Wer war/ist Ray Brown & The Whispers ? - CDs, Vinyl LPs, DVD und mehr
I've Got No Time
Under the stewardship of Bess Berman, New York's Apollo Records recruited a wealth of fine vocal groups, even though most of them came into the fold and left quickly without scoring a hit. One such aggregation was The Whispers, who cut a solitary single for Apollo in late December of 1949. They were an outgrowth of The Doles Dickens Quintet; bassist Dickens had left Steve Gibson's Red Caps in late '44 and formed his own group the next year, recording for Continental and Super Disc in 1947, Gotham in '49, and Decca in '51. Why they momentarily changed their billing to The Whispers when they recorded for Apollo is unknown.

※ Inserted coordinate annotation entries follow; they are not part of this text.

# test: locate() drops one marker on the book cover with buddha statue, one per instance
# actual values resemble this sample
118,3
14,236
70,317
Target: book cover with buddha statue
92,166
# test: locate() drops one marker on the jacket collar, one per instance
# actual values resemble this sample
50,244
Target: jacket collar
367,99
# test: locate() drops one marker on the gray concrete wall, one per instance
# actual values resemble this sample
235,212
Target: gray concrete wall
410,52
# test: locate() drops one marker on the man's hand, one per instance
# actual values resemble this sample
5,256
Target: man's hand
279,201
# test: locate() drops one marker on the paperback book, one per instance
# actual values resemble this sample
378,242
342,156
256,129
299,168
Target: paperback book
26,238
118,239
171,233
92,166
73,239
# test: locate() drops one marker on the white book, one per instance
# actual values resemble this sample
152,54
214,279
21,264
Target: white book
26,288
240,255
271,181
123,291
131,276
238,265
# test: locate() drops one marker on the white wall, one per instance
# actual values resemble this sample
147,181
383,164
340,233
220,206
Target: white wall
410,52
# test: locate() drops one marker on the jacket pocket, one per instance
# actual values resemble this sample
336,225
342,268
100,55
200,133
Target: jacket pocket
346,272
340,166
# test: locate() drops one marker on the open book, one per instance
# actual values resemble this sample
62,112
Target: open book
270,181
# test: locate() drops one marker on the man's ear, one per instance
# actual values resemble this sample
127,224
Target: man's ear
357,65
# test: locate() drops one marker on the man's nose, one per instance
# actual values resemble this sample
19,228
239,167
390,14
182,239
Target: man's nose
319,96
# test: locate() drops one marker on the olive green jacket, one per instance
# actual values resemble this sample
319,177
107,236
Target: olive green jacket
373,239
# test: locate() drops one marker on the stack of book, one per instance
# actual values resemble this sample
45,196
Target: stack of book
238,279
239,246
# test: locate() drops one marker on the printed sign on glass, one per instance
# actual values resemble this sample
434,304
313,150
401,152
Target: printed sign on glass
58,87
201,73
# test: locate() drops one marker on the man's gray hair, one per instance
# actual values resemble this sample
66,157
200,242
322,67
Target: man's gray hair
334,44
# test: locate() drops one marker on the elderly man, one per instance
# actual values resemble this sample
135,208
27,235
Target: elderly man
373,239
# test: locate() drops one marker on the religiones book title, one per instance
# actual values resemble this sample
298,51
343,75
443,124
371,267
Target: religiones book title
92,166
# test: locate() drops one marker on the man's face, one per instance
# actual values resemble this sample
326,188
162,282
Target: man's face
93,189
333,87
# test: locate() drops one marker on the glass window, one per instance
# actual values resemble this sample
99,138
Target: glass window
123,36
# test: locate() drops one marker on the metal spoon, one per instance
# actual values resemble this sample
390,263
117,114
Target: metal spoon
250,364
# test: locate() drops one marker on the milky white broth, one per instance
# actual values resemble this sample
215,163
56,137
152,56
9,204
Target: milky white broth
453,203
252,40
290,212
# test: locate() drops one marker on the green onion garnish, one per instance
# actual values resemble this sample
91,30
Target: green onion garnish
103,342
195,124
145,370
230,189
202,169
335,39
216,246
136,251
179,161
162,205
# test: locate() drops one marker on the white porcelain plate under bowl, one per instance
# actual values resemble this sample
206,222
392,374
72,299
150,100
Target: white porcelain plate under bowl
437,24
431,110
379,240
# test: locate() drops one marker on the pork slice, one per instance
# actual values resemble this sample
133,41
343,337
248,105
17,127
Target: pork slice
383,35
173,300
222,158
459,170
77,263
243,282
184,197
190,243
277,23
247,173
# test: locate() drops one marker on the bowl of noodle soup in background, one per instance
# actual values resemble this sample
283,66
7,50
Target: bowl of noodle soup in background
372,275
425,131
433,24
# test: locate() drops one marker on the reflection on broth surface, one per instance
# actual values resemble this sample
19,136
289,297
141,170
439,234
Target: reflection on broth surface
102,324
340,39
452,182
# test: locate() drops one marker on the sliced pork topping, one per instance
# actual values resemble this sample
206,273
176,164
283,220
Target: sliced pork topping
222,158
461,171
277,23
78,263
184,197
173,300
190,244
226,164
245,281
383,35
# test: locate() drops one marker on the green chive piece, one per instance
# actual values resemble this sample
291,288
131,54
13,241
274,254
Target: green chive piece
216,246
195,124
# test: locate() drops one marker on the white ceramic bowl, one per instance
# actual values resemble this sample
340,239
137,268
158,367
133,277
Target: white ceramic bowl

The airy, jazz-tinged I've Got No Time is a classy effort with a fine lead vocalist and strong backing harmonies that frame him nicely. The mid-tempo flip Your Ever Lovin' Slick was a stop-time blues that found the extroverted lead going it alone without benefit of The Whispers, the sax-fueled combo coming more to the fore. At the same session, The Whispers laid down a quick upbeat musical theme for local deejay Harold Jackson to use on his WLIB-AM program ('1190 on your dial'). That appears to be the extent of their Apollo catalog.
These Whispers predated a Baltimore group of the same name led by future Flamingo Terry Johnson that made a pair of singles for Philly's Gotham label in 1955, nor were they related to the Los Angeles soul group of the same name led by twin brothers Walter and Wallace Scott who debuted on Doré Records in 1964 and summarily gained huge stardom in the R&B field during the '70s.